Митя только сейчас почувствовал, что взмок от напряжения. Он закурил и стал дрожащими пальцами пересчитывать бумажки. Оказалось: сто пятьдесят афгани, причем две бумажки были склеены липучкой, а одна вообще оказалась иранской. Митя, чертыхаясь, побрел в штаб.
Козлов с Генкой ерзали ложками по дну котелка с супом. «Ну как?» — с набитым ртом спросил Генка. Митя ему все рассказал. Генка так прыснул, что изо рта полетели непрожеванные крошки. Он подавился, и Козлову пришлось долго хлопать его по спине.
Раскрасневшийся Генка сказал, что при удачном раскладе можно было взять все двести и что таким лопухам, как Митя, нечего делать у забора, надо учиться у старших товарищей, а деньги надо заставлять показывать, и каждую бумажку — на свет. «Век живи — век учись, — заключил Генка. — А рваные я обменяю. Давай сюда все бабки».
Через полчаса он принес новенькие хрустящие чеки, всего оказалось сорок с полтиной. «С меня бакшиш», — пообещал Митя, перетянул деньги резинкой и засунул поглубже во внутренний карман. Он решил, что со следующей получки купит кожаный «дипломат» и, вообще, потихоньку начнет готовиться к дембелю.
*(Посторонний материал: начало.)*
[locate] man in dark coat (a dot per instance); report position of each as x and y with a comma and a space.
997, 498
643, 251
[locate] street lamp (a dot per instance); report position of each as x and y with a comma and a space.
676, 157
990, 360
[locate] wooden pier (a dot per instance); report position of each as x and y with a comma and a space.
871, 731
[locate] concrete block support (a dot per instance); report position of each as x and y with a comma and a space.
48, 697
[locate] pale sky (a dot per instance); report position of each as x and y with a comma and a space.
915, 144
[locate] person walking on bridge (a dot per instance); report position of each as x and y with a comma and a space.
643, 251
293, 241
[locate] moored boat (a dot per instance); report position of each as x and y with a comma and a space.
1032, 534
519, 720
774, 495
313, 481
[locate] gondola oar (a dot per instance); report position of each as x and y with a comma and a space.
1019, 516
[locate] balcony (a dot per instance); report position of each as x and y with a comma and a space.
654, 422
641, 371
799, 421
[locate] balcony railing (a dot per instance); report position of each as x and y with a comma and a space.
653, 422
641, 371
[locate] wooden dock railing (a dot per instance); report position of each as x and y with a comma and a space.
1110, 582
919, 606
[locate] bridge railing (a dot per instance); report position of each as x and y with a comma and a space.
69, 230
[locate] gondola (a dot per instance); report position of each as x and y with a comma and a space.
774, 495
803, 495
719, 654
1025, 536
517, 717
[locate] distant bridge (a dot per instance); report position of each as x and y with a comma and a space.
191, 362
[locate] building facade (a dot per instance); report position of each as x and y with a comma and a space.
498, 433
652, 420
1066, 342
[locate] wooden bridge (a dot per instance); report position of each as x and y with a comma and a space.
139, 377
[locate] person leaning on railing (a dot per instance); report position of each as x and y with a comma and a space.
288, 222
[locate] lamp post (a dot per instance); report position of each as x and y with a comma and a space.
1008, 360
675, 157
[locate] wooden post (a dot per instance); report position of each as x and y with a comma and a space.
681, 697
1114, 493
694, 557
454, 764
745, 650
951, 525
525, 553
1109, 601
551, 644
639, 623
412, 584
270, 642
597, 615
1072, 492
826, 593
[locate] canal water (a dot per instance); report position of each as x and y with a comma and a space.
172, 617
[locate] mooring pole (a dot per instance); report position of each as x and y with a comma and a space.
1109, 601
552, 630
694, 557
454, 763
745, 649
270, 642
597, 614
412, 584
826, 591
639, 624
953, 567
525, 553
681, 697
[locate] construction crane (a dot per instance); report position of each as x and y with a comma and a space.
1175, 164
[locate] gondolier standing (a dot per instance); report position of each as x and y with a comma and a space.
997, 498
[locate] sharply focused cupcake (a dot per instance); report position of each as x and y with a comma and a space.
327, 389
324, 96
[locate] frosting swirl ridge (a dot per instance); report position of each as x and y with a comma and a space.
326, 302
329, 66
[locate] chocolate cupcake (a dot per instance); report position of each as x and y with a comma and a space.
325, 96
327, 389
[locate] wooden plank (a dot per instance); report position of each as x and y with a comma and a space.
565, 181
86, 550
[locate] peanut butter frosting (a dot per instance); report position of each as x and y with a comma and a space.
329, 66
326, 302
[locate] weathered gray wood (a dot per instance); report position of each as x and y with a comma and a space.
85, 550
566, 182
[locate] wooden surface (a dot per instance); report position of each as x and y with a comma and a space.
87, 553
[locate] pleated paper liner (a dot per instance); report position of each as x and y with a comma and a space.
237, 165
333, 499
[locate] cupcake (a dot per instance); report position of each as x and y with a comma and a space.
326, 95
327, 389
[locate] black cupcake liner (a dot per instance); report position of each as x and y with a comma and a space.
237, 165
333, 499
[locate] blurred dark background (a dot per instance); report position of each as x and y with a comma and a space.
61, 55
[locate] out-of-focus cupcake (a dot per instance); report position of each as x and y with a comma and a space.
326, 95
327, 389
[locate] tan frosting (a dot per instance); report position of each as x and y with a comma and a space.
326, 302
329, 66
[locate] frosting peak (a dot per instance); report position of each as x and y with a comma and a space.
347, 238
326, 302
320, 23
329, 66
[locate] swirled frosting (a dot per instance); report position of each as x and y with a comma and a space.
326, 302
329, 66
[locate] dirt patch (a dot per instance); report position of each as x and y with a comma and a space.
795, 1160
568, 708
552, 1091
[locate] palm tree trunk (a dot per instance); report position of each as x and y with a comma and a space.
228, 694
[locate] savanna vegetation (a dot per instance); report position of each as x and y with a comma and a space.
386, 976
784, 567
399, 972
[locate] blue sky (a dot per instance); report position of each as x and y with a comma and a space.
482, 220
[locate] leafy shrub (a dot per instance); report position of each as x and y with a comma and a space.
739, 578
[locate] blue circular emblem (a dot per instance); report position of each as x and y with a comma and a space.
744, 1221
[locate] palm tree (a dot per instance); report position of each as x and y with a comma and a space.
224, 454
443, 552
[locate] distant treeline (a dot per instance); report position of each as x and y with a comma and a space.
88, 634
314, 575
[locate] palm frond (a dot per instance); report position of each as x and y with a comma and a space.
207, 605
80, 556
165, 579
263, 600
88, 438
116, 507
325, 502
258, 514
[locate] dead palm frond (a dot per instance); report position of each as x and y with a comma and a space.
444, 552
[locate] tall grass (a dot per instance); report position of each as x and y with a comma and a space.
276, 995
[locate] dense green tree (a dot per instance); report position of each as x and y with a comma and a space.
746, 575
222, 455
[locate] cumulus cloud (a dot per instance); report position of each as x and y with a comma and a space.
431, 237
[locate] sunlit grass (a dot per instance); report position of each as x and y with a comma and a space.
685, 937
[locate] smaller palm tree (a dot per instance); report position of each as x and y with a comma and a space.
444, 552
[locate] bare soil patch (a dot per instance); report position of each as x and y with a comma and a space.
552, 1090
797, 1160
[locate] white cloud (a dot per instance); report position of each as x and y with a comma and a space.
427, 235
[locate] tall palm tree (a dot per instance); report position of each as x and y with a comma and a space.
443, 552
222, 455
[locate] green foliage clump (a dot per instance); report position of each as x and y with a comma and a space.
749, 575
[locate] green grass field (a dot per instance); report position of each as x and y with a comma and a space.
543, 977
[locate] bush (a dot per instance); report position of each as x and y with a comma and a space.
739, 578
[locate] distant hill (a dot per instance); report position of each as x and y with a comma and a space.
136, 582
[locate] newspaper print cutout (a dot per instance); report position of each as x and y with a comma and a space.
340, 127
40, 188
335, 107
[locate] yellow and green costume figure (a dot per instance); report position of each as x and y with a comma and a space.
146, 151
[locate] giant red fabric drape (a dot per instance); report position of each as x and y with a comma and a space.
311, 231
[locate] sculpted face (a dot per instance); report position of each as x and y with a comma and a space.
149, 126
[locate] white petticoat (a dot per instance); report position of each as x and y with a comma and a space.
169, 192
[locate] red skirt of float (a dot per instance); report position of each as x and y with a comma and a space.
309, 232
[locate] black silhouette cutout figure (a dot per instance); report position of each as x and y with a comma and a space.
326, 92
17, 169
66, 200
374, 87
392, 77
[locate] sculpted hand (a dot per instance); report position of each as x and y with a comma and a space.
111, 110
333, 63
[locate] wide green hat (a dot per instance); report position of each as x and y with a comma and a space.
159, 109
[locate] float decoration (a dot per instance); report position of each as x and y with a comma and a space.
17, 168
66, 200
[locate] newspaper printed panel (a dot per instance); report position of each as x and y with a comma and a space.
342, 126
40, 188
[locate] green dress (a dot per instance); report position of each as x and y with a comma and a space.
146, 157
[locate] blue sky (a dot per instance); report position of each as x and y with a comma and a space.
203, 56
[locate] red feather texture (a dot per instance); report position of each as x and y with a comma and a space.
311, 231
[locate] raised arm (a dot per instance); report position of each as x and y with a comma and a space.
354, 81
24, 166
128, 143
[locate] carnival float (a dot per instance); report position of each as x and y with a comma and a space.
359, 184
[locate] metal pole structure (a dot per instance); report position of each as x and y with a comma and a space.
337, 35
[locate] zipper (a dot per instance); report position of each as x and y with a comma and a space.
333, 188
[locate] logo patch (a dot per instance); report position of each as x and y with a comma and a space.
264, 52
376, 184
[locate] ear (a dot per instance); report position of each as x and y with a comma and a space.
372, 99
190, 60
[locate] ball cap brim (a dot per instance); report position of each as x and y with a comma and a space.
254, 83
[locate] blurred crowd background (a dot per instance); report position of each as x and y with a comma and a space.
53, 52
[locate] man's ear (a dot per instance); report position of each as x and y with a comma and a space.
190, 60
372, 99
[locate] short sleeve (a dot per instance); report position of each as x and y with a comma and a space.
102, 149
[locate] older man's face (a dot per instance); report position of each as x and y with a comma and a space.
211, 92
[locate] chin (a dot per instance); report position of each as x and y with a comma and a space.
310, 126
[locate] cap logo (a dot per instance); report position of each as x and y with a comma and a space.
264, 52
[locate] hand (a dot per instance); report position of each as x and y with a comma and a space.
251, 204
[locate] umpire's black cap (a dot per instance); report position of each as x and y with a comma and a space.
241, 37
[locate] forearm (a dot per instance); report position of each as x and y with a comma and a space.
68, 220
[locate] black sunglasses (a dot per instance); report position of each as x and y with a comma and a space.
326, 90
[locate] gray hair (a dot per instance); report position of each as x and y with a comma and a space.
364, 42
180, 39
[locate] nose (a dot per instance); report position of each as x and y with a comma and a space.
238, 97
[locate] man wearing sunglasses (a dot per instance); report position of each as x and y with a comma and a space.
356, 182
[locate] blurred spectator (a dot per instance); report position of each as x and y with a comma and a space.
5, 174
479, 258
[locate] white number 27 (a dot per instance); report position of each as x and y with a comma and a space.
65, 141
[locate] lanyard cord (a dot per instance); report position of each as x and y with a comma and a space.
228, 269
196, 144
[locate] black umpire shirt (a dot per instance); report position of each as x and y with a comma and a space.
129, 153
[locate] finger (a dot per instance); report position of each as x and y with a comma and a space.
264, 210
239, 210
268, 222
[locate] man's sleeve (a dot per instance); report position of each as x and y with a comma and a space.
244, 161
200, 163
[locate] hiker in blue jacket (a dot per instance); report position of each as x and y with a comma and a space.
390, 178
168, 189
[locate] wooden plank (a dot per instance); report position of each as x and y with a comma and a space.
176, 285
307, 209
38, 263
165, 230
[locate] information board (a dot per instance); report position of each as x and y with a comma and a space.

Новый год был сухим и теплым. Снег сошел, и только на верхушках гор лежали рваные по краям яркие сахарные шапки.
Все офицеры смылись, кто в армию, кто в дивизию, и остался только один комсомолец, который, как сам говорил, устал от всяких пьянок и Клав, заканчивающихся пальбой и драками. Он откопал в клубной каптерке телевизор и велел утащить его в комнату. Телевизор, как ни странно, показывал, причем неплохо: ловил и Союз и Кабул. Комсомолец пригласил их к себе на «огонек». Они, конечно, обрадовались, но Козлова решили с собой не брать. На него не хватало кровати, а тащиться в Новый год вдвоем на одной койке с чижиком не хотелось.
У них все было заранее припасено. За два часа до Нового года они приволокли два полных вещмешка продуктов. Генка даже умудрился достать арбуз, чем очень гордился: «Да нашим офицерам такой стол и не снился. Генералы, и те хуже жрут». Много они пить не стали — боялись комсомольца, хотя кишмишовкой, закупленной Генкой, можно было упиться вусмерть.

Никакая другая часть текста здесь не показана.